In 1686, a French ship known as the Belle was anchored off of the Texas coast in Matagorda Bay when a storm struck. The vessel wrecked in that storm and sank into the shallow waters of the bay, taking with it a sizeable portion of the supplies and equipment of an attempt to establish a colony in North America. The wreck and its contents would lay largely undisturbed for more than three centuries.

During the summer of 1995, the Belle was relocated in Matagorda Bay by J. Barto Arnold, and subsequently identified. The historical and archaeological value of the wreck was readily recognized and a full excavation was undertaken by the Texas Historical Commission. Using a cofferdam to expose the site, the excavators recovered a sizeable collection of artifacts, including the remains of the hull, which were taken to the Conservation Research Laboratory at Texas A&M University for treatment.

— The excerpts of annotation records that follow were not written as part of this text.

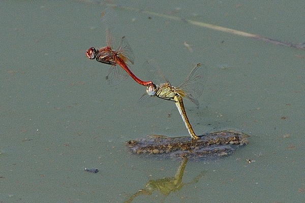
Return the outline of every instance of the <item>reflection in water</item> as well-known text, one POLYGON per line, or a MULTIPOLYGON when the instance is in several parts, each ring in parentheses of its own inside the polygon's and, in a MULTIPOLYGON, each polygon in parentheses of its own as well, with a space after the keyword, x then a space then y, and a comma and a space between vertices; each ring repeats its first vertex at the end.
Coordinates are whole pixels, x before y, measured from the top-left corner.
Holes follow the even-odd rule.
POLYGON ((125 202, 125 203, 131 202, 132 200, 137 196, 143 194, 150 195, 156 190, 159 190, 163 196, 162 202, 171 192, 176 192, 180 190, 182 187, 188 184, 194 184, 198 182, 199 179, 204 175, 206 172, 202 172, 201 173, 195 177, 193 180, 189 183, 181 183, 182 177, 184 173, 184 170, 188 162, 188 158, 184 157, 182 161, 176 172, 176 174, 173 177, 163 178, 158 180, 151 180, 148 181, 146 185, 145 189, 140 189, 137 192, 133 194, 130 198, 125 202))

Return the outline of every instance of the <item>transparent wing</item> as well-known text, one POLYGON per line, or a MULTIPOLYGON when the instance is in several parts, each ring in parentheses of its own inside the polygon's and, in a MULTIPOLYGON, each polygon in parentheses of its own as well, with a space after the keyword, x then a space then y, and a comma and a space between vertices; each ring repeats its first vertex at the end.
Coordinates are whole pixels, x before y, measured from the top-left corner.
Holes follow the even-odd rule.
POLYGON ((185 97, 193 101, 193 99, 199 97, 202 94, 207 74, 206 66, 198 64, 177 88, 182 90, 185 92, 185 97))
POLYGON ((131 63, 134 64, 135 56, 132 49, 125 36, 122 38, 120 46, 117 51, 119 54, 127 58, 131 63))

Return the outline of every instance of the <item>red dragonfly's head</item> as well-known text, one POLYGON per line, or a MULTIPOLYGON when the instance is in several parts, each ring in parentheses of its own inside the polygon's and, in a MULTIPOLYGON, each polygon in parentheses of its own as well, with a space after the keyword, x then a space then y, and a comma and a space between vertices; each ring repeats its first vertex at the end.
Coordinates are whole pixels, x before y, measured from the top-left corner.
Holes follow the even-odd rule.
POLYGON ((86 56, 90 59, 94 59, 97 57, 97 52, 94 47, 90 47, 86 50, 86 56))

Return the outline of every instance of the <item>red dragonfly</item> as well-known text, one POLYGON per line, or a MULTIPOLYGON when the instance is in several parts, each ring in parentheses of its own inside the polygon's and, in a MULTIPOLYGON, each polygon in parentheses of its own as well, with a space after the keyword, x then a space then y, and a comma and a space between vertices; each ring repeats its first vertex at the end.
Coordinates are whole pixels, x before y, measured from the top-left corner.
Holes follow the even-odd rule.
POLYGON ((119 65, 138 83, 144 86, 149 86, 152 84, 151 81, 143 81, 137 78, 130 71, 127 63, 130 62, 133 64, 134 56, 131 48, 123 37, 118 48, 114 51, 111 46, 111 40, 109 30, 106 31, 107 46, 100 50, 90 47, 86 51, 86 56, 90 59, 96 59, 103 63, 111 65, 109 73, 106 78, 109 80, 111 86, 117 85, 126 78, 126 75, 121 72, 120 69, 116 65, 119 65))

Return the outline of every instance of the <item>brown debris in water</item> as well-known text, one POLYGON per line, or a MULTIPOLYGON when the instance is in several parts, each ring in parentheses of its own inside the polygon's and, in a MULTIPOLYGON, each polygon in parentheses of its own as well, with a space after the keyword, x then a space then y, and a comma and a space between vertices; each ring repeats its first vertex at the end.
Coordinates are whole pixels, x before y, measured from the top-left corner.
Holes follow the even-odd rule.
POLYGON ((171 157, 214 158, 227 156, 237 147, 248 143, 248 136, 241 132, 223 130, 199 136, 168 138, 150 136, 148 139, 126 142, 128 150, 133 154, 164 155, 171 157))

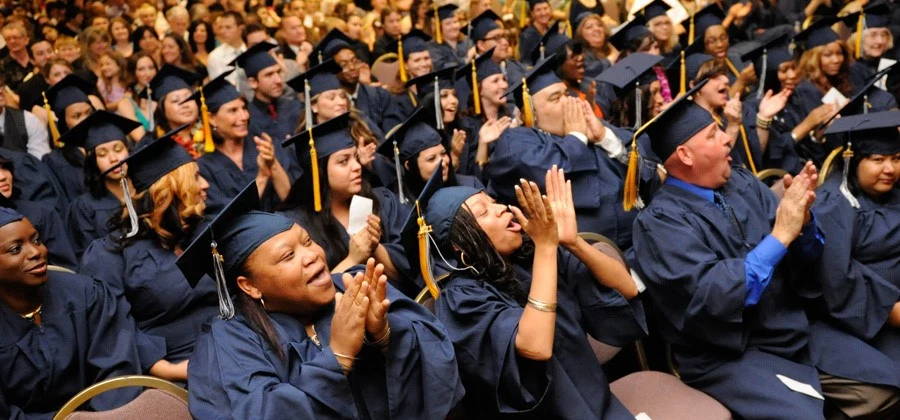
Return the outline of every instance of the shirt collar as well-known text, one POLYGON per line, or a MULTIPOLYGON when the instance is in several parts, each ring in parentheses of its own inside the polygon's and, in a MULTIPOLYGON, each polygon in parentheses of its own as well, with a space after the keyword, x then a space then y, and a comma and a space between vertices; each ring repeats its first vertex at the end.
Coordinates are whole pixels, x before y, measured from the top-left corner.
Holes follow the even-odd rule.
POLYGON ((684 181, 682 181, 682 180, 680 180, 680 179, 678 179, 678 178, 675 178, 675 177, 672 176, 671 174, 666 178, 666 184, 673 185, 673 186, 676 186, 676 187, 678 187, 678 188, 681 188, 681 189, 683 189, 683 190, 685 190, 685 191, 688 191, 688 192, 690 192, 690 193, 693 193, 694 195, 697 195, 697 196, 700 197, 700 198, 705 198, 705 199, 708 200, 710 203, 714 203, 714 202, 715 202, 715 196, 713 195, 713 194, 715 193, 715 191, 713 191, 713 190, 711 190, 711 189, 709 189, 709 188, 703 188, 703 187, 700 187, 700 186, 697 186, 697 185, 694 185, 694 184, 689 184, 689 183, 684 182, 684 181))

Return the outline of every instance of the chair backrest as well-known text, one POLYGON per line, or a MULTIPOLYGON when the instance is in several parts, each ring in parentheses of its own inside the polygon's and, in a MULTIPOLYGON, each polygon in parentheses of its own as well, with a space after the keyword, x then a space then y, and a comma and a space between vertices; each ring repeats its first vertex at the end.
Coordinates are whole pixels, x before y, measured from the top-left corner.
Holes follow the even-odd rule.
MULTIPOLYGON (((107 379, 102 382, 98 382, 94 385, 91 385, 91 386, 85 388, 84 390, 82 390, 81 392, 76 394, 74 397, 72 397, 72 399, 70 399, 65 405, 63 405, 63 407, 53 417, 53 420, 63 420, 63 419, 70 418, 69 415, 74 413, 75 410, 78 409, 78 407, 81 407, 84 403, 90 401, 91 398, 94 398, 106 391, 110 391, 110 390, 118 389, 118 388, 130 387, 130 386, 140 386, 140 387, 152 388, 152 389, 164 391, 163 392, 164 394, 172 397, 169 400, 167 400, 167 404, 174 405, 173 403, 180 403, 180 405, 184 406, 184 412, 187 413, 188 394, 187 394, 187 390, 185 390, 184 388, 181 388, 178 385, 175 385, 169 381, 159 379, 159 378, 156 378, 153 376, 128 375, 128 376, 119 376, 116 378, 110 378, 110 379, 107 379)), ((143 406, 145 404, 146 399, 149 399, 151 402, 153 402, 153 401, 159 400, 159 398, 160 398, 160 396, 157 395, 156 393, 151 393, 151 394, 149 394, 149 396, 144 397, 144 394, 146 394, 146 393, 147 393, 146 391, 141 393, 141 395, 138 398, 136 398, 134 401, 132 401, 131 403, 128 403, 122 407, 115 409, 115 410, 104 411, 102 413, 117 412, 117 410, 123 410, 126 407, 130 407, 132 405, 132 403, 137 404, 139 406, 143 406), (142 398, 144 400, 142 400, 142 398), (141 401, 139 401, 139 400, 141 400, 141 401)), ((154 404, 158 404, 158 403, 154 403, 154 404)), ((128 411, 128 412, 135 413, 136 416, 133 417, 135 419, 151 420, 151 419, 157 418, 157 417, 148 417, 147 415, 142 414, 141 410, 128 411)), ((84 414, 102 414, 102 413, 84 413, 84 414)), ((158 418, 160 418, 160 419, 182 418, 182 417, 172 417, 171 411, 166 411, 164 414, 165 414, 165 416, 158 417, 158 418)), ((80 415, 80 413, 79 413, 79 415, 80 415)), ((95 417, 78 417, 78 418, 94 419, 95 417)), ((96 417, 96 418, 101 418, 101 417, 96 417)), ((114 417, 114 418, 124 418, 124 417, 119 415, 118 417, 114 417)), ((187 414, 187 417, 183 417, 183 418, 187 418, 187 419, 191 418, 190 413, 187 414)))

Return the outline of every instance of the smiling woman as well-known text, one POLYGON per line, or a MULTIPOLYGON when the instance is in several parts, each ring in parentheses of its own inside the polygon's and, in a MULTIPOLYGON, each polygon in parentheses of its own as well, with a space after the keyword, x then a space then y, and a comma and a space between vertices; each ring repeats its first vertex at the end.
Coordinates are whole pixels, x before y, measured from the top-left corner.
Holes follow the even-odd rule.
MULTIPOLYGON (((140 373, 134 323, 116 301, 99 281, 49 271, 31 222, 0 208, 0 413, 50 417, 93 383, 140 373)), ((108 410, 135 394, 113 391, 88 405, 108 410)))

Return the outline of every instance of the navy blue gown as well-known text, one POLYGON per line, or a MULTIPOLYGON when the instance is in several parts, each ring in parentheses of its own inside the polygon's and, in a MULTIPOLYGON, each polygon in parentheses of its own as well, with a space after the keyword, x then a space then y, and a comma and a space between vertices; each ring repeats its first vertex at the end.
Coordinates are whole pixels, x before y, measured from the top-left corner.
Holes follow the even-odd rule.
MULTIPOLYGON (((104 379, 141 373, 134 321, 102 282, 50 271, 41 326, 0 301, 0 417, 51 419, 75 394, 104 379)), ((105 392, 85 408, 110 410, 137 395, 105 392)))
MULTIPOLYGON (((294 162, 294 159, 288 156, 284 148, 281 147, 280 142, 274 139, 272 141, 275 147, 275 158, 278 159, 278 162, 284 168, 284 171, 287 172, 288 178, 293 184, 300 177, 302 170, 294 162)), ((247 184, 256 179, 256 174, 259 171, 259 167, 256 165, 257 156, 256 143, 252 137, 247 137, 244 139, 244 155, 241 164, 243 170, 238 168, 231 158, 218 150, 207 153, 200 156, 200 159, 197 159, 197 164, 200 165, 200 175, 209 183, 206 199, 207 215, 217 214, 247 184)), ((270 181, 262 198, 260 198, 261 210, 272 211, 278 202, 275 187, 270 181)))
POLYGON ((861 382, 900 387, 900 330, 886 325, 900 300, 900 192, 879 201, 841 195, 841 177, 817 191, 814 210, 831 238, 809 274, 820 282, 810 305, 810 353, 819 369, 861 382))
POLYGON ((81 257, 91 241, 108 235, 109 221, 121 216, 122 202, 109 191, 100 198, 90 192, 78 196, 65 218, 75 255, 81 257))
MULTIPOLYGON (((572 254, 557 258, 556 338, 547 361, 516 353, 522 305, 497 288, 454 273, 441 282, 435 314, 449 331, 474 418, 633 419, 609 390, 587 334, 625 346, 643 337, 643 307, 599 285, 572 254)), ((530 264, 529 264, 530 265, 530 264)), ((523 290, 531 267, 514 266, 523 290)))
POLYGON ((178 258, 152 239, 138 239, 119 251, 109 236, 97 239, 81 257, 78 272, 102 280, 127 300, 142 333, 141 364, 178 362, 194 349, 200 327, 218 313, 216 285, 204 276, 191 288, 175 266, 178 258))
MULTIPOLYGON (((335 287, 343 282, 334 276, 335 287)), ((296 318, 269 317, 287 355, 238 315, 204 326, 188 365, 195 418, 441 419, 463 396, 453 344, 433 315, 388 288, 391 340, 363 348, 344 376, 329 347, 333 307, 315 322, 317 345, 296 318)))
POLYGON ((798 279, 799 270, 792 271, 820 255, 817 234, 794 241, 758 303, 745 306, 745 258, 771 231, 778 201, 738 167, 718 191, 736 220, 667 182, 635 221, 635 268, 656 308, 660 334, 672 345, 681 379, 736 418, 822 418, 822 400, 790 391, 775 376, 822 392, 808 356, 809 322, 800 299, 810 287, 798 279))
MULTIPOLYGON (((620 140, 631 141, 629 131, 608 125, 607 128, 615 131, 620 140)), ((547 171, 558 165, 572 181, 578 228, 606 236, 623 251, 631 248, 631 225, 637 211, 626 212, 622 208, 625 164, 575 136, 557 137, 527 127, 504 131, 494 144, 490 163, 482 170, 491 197, 501 203, 516 204, 513 187, 519 179, 534 181, 543 190, 547 171)), ((654 182, 658 183, 656 164, 649 160, 645 163, 641 169, 642 194, 649 192, 654 182)))
POLYGON ((45 203, 31 200, 13 200, 16 210, 28 218, 34 228, 40 233, 41 242, 47 246, 47 261, 49 264, 74 269, 78 265, 78 259, 72 251, 69 235, 66 233, 62 217, 53 207, 45 203))

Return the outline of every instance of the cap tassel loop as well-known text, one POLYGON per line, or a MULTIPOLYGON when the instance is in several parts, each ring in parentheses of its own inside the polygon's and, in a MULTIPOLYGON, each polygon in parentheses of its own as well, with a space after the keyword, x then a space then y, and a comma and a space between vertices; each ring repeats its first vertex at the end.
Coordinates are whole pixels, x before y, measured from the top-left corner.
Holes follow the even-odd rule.
POLYGON ((203 151, 212 153, 216 145, 212 142, 212 129, 209 126, 209 107, 206 106, 206 95, 200 88, 200 120, 203 122, 203 151))
POLYGON ((425 279, 425 287, 428 288, 428 292, 431 293, 431 297, 437 299, 440 291, 437 288, 437 284, 434 282, 434 267, 431 264, 431 243, 428 241, 428 237, 431 234, 431 225, 425 224, 425 218, 422 217, 422 210, 419 207, 419 200, 416 200, 416 213, 418 214, 418 219, 416 222, 419 224, 419 233, 417 234, 419 238, 419 269, 422 270, 422 277, 425 279))
POLYGON ((481 93, 478 91, 478 69, 475 60, 472 60, 472 103, 475 107, 475 115, 481 115, 481 93))
POLYGON ((119 182, 122 184, 122 195, 125 198, 125 210, 128 211, 128 223, 131 225, 128 233, 125 234, 125 237, 132 238, 134 235, 137 235, 140 226, 138 226, 139 221, 137 211, 134 210, 134 202, 131 201, 131 189, 128 188, 128 178, 125 177, 124 172, 122 173, 122 178, 119 182))
POLYGON ((444 37, 441 36, 441 17, 438 15, 438 2, 434 2, 434 42, 438 44, 444 43, 444 37))
POLYGON ((50 102, 47 101, 47 93, 41 92, 41 96, 44 97, 44 111, 47 112, 47 122, 50 124, 50 135, 53 138, 53 145, 58 149, 62 147, 62 144, 59 143, 59 129, 56 128, 56 115, 53 113, 53 109, 50 108, 50 102))
POLYGON ((759 87, 756 88, 756 99, 762 99, 766 90, 766 72, 769 70, 769 50, 763 48, 762 71, 759 73, 759 87))
POLYGON ((525 78, 522 78, 522 112, 523 118, 525 118, 523 123, 528 128, 534 127, 534 109, 531 105, 531 95, 528 93, 528 82, 525 81, 525 78))
POLYGON ((866 17, 863 12, 859 12, 859 18, 856 20, 856 59, 862 55, 862 33, 865 29, 866 17))
POLYGON ((219 295, 219 318, 228 320, 234 317, 234 302, 231 301, 231 296, 228 294, 228 283, 225 282, 225 268, 222 267, 224 258, 222 258, 222 254, 219 254, 218 244, 215 240, 209 246, 212 248, 213 267, 215 267, 216 274, 216 291, 219 295))
POLYGON ((406 74, 406 60, 403 59, 403 36, 397 38, 397 59, 400 60, 400 81, 406 83, 409 77, 406 74))
POLYGON ((844 170, 841 173, 841 195, 850 202, 851 206, 858 209, 859 200, 850 193, 850 188, 847 187, 847 174, 850 173, 850 158, 853 157, 853 143, 847 143, 847 148, 844 149, 844 153, 841 156, 844 158, 844 170))

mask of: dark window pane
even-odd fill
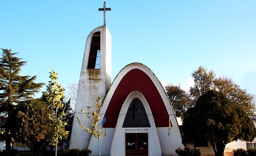
[[[139,98],[134,98],[132,101],[127,111],[123,127],[150,127],[145,108]]]

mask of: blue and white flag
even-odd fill
[[[104,123],[105,123],[106,122],[106,117],[105,116],[105,117],[103,119],[103,120],[102,120],[101,122],[100,122],[100,126],[102,126],[103,125],[103,124]]]

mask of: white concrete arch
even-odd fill
[[[151,127],[122,128],[126,114],[132,101],[134,98],[140,99],[143,104]],[[156,128],[148,104],[140,92],[134,91],[131,92],[125,100],[120,112],[114,133],[113,141],[111,146],[110,155],[124,156],[125,152],[125,133],[134,133],[133,129],[136,130],[136,133],[148,133],[148,155],[161,155],[162,151],[159,142]],[[138,132],[138,130],[140,129]]]

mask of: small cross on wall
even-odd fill
[[[106,2],[104,2],[104,7],[99,8],[99,11],[104,11],[104,25],[106,25],[106,11],[111,11],[111,8],[106,8]]]

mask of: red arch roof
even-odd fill
[[[135,90],[140,92],[148,103],[156,127],[168,127],[169,115],[160,94],[149,76],[137,68],[128,72],[117,85],[106,111],[103,127],[116,127],[122,105],[129,94]]]

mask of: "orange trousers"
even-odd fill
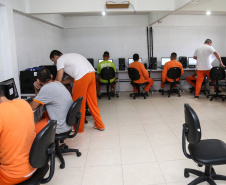
[[[115,82],[116,82],[116,78],[115,78]],[[97,91],[100,92],[100,77],[97,78],[96,83],[97,83]],[[115,84],[112,85],[112,87],[115,88]]]
[[[196,77],[194,77],[194,76],[188,76],[187,78],[185,78],[185,80],[186,80],[189,84],[191,84],[192,87],[195,87],[195,86],[196,86],[196,84],[192,82],[192,80],[195,80],[195,81],[197,80]]]
[[[105,128],[99,108],[97,106],[97,93],[96,93],[96,78],[95,72],[87,73],[81,79],[74,81],[72,99],[77,100],[80,96],[83,97],[82,107],[81,107],[81,121],[78,132],[84,132],[84,122],[85,122],[85,107],[86,102],[88,104],[90,113],[95,121],[95,127],[99,129]]]
[[[29,179],[29,177],[21,177],[21,178],[10,178],[5,176],[0,170],[0,185],[14,185],[24,182],[25,180]]]
[[[48,121],[49,121],[49,115],[47,111],[45,111],[42,114],[42,118],[40,119],[40,121],[35,123],[36,135],[48,124]]]
[[[195,86],[195,96],[199,96],[199,93],[200,93],[200,90],[201,90],[201,87],[202,87],[202,82],[205,78],[205,75],[208,76],[208,78],[211,80],[210,78],[210,70],[205,70],[205,71],[200,71],[200,70],[197,70],[197,80],[196,80],[196,86]],[[211,80],[212,82],[214,80]],[[216,87],[214,87],[215,89]],[[215,89],[216,90],[216,89]]]
[[[149,89],[151,88],[152,84],[154,83],[154,80],[152,78],[147,78],[144,80],[144,82],[141,83],[146,83],[148,82],[148,85],[146,85],[146,87],[144,88],[144,91],[149,91]],[[133,92],[138,92],[138,89],[136,87],[133,87]]]

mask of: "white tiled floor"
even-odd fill
[[[76,154],[64,155],[66,167],[56,170],[50,185],[185,185],[195,176],[184,178],[184,168],[197,165],[182,152],[181,135],[184,103],[196,111],[203,138],[219,138],[226,142],[226,102],[199,99],[188,92],[181,97],[150,94],[145,100],[133,100],[121,93],[110,101],[103,97],[98,106],[106,130],[93,129],[88,117],[85,132],[68,139]],[[217,173],[226,175],[226,165],[216,166]],[[217,181],[218,185],[226,182]],[[201,185],[207,185],[202,183]]]

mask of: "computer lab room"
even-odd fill
[[[225,0],[0,0],[0,185],[226,185]]]

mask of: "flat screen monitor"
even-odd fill
[[[0,82],[0,85],[3,87],[5,97],[9,100],[13,100],[19,97],[16,84],[13,78]]]
[[[221,57],[222,63],[226,66],[226,57]]]
[[[188,57],[188,65],[189,66],[196,66],[197,60],[195,60],[193,57]]]
[[[129,58],[128,61],[129,61],[129,65],[134,62],[134,60],[132,58]],[[139,59],[139,62],[142,63],[142,58]]]
[[[103,61],[102,59],[99,59],[99,63],[102,62],[102,61]],[[113,62],[112,59],[108,59],[108,61]]]
[[[164,66],[166,62],[170,61],[170,57],[162,57],[161,58],[161,66]]]

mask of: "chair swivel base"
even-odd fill
[[[137,92],[137,93],[131,93],[130,94],[130,97],[132,98],[133,97],[133,99],[135,100],[136,99],[136,97],[139,97],[139,96],[142,96],[142,97],[144,97],[144,99],[146,99],[146,97],[148,96],[148,93],[144,93],[144,92]]]
[[[221,97],[222,101],[224,101],[225,97],[226,97],[226,95],[223,95],[223,94],[208,94],[207,98],[209,98],[211,96],[212,96],[212,98],[210,98],[210,101],[213,101],[213,99],[217,98],[217,97]]]
[[[62,145],[59,146],[56,146],[56,156],[60,159],[60,168],[61,169],[64,169],[65,168],[65,161],[64,161],[64,158],[62,156],[63,153],[71,153],[71,152],[75,152],[77,154],[77,157],[80,157],[82,155],[81,152],[79,152],[78,149],[70,149],[68,148],[68,146],[63,143]]]
[[[210,185],[216,185],[214,180],[224,180],[224,181],[226,181],[226,176],[216,174],[214,169],[212,168],[212,166],[206,166],[205,172],[185,168],[184,169],[184,177],[188,178],[189,173],[197,175],[198,178],[196,178],[195,180],[190,182],[188,185],[196,185],[196,184],[199,184],[199,183],[205,182],[205,181],[207,181]]]

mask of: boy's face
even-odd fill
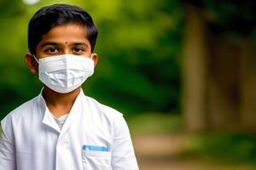
[[[73,23],[55,26],[43,36],[36,51],[38,59],[61,54],[90,58],[91,47],[86,37],[86,27]],[[92,54],[92,55],[96,66],[97,54]],[[26,55],[25,61],[32,72],[38,72],[38,66],[35,66],[35,60],[31,54]]]

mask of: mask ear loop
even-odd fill
[[[36,61],[39,64],[38,60],[36,58],[36,56],[34,54],[32,54],[32,56],[34,57],[34,59],[36,60]]]

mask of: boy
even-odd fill
[[[48,6],[31,19],[25,62],[44,88],[1,122],[0,170],[138,169],[122,115],[81,89],[97,64],[96,37],[79,7]]]

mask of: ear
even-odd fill
[[[92,60],[94,61],[94,68],[96,66],[98,63],[98,54],[91,54],[92,55]]]
[[[32,73],[38,73],[38,64],[35,62],[36,60],[32,54],[26,54],[25,55],[24,61]]]

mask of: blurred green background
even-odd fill
[[[0,118],[42,84],[24,64],[41,7],[84,8],[99,30],[86,95],[124,113],[141,169],[256,169],[254,1],[0,1]]]

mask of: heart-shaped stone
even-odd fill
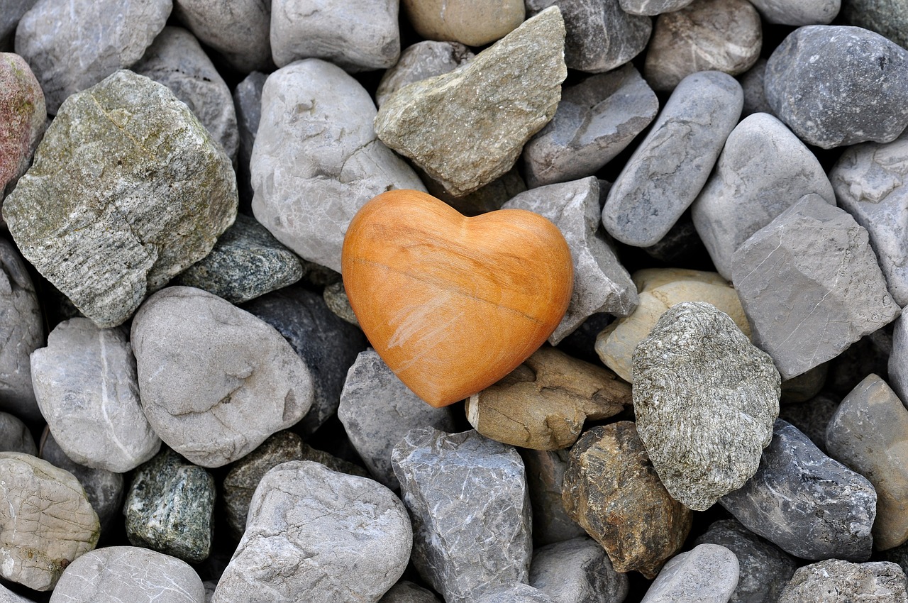
[[[467,218],[419,191],[366,203],[347,230],[341,266],[375,351],[435,407],[483,390],[536,351],[574,282],[568,243],[542,216]]]

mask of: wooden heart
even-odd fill
[[[375,351],[419,398],[447,406],[542,345],[570,301],[560,231],[524,210],[473,218],[419,191],[390,191],[353,217],[344,287]]]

The artifacts recovered from the site represent a great wealth of cultural materials, notable not only for their wide variety, but for their vast quantities. A large number of these artifacts were goods intended for trade with the native populations. Among them were a number of cases and barrels containing a large quantity of straight knives, folding knives, and axe heads. The knives were badly corroded for the most part, and molds had to be cast from the encrustation surrounding them in order to recover any information about their features. The axes were found in a much better state, most of which were in excellent condition with their features intact.

The purpose of this thesis will be to document the iron axe heads and knives recovered from La Salle's Belle. A thorough study of their manufacture and characterisitics will serve to record these artifact collections and place them within their historical context. This work may also serve as a database for future comparative studies of late seventeenth-century iron tools.